Apple releases iOS 9 as early download attempts fail

iOS 9
Credit: Apple

Rush to grab the upgrade overloads servers for the first hour

Apple released iOS 9 today at 1 p.m. ET, but in the first hour users reported that they were unable to grab the 1GB download.

"Software Update Failed," the message read on iPhones and iPads. "An error occurred downloading iOS 9." Computerworld confirmed the problem, initially seeing it on multiple iOS 8 devices. But after several subsequent attempts, the download successfully started about an hour after Apple issued the upgrade.

iOS 9 download problem

Some users, including Computerworld staffers, saw this message during the first hour or so of iOS 9's availability.

Similar reports of early problems were posted on Apple's own support forums and elsewhere on the Internet. "Not a very helpful error," wrote someone identified as "yanic" on the former.

Others countered with snark. "Strangely, this is not a 'limited time offer,' said "stedman 1" on the same thread, likely referring to Microsoft's Windows 10 free upgrade offer, which is valid for one year. "The software will be available tomorrow, and the next day, and next week."

Some advice ended up being more helpful. "You are facing an overloaded server which is pretty typical of the first day a software revision comes out," contended "Ralph Landry1" on a different discussion thread.

Several iPhone owners who had said that they were unable to download iOS 9 returned to the same forum threads to report they had gotten the upgrade later.

Apple's track record with iOS releases has been mixed.
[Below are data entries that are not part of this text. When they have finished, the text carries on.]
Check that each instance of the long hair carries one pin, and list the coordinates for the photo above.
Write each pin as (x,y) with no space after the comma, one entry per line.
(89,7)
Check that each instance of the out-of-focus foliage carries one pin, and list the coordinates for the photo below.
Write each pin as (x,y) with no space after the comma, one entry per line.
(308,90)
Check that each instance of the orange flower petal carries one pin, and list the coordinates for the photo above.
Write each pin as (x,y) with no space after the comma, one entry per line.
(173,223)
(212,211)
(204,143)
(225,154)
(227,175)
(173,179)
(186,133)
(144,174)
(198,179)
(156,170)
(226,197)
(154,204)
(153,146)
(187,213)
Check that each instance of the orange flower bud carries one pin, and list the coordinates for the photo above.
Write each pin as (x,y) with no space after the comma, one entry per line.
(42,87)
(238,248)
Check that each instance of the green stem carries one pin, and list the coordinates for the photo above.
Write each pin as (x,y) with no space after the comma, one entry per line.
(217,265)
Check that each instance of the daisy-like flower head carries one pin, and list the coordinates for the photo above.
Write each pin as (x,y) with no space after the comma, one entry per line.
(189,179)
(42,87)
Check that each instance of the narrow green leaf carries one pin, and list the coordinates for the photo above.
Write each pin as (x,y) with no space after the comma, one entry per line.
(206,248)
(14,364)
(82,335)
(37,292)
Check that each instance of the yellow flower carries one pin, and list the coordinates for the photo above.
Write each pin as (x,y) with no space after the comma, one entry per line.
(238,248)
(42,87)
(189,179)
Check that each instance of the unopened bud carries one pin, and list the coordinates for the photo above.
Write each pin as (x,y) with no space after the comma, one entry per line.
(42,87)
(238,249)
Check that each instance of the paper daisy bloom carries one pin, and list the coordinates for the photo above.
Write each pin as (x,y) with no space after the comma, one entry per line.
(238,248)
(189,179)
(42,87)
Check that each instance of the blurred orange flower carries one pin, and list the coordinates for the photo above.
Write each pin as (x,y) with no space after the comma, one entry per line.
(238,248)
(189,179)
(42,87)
Last year's iOS 8 roll-out seemingly started off smoothly -- there were few initial complaints about getting the upgrade -- but many soon griped that 8's large size forced them to wipe apps and content from their devices before they could install the new OS.

iOS 9's size and the free space requirements for installation were both reduced to address that problem of last year. The free space demand for iOS 9 fell to 1.3GB to 1.8GB from last year's 4.5GB to 5GB.

Apple also botched the iOS 8.0.1 update a week after iOS 8's original release, and was forced to pull it from its servers almost as soon as it was posted because of a bug that crippled cellular connections to the then-new iPhone 6 and iPhone 6 Plus.

iOS 9, which will be pre-loaded on the new iPhone 6S and iPhone 6S Plus that Apple will start selling on Sept. 25, is a free upgrade for owners of the iPhone 4S, iPhone 5, iPhone 5C, iPhone 5S, iPhone 6 and iPhone 6 Plus; iPad 2, the third- and fourth-generation iPads with Retina screens, the iPad Air and Air 2, the iPad Mini, and the iPad Mini 2 and 3 with Retina; and the fifth-generation iPod Touch.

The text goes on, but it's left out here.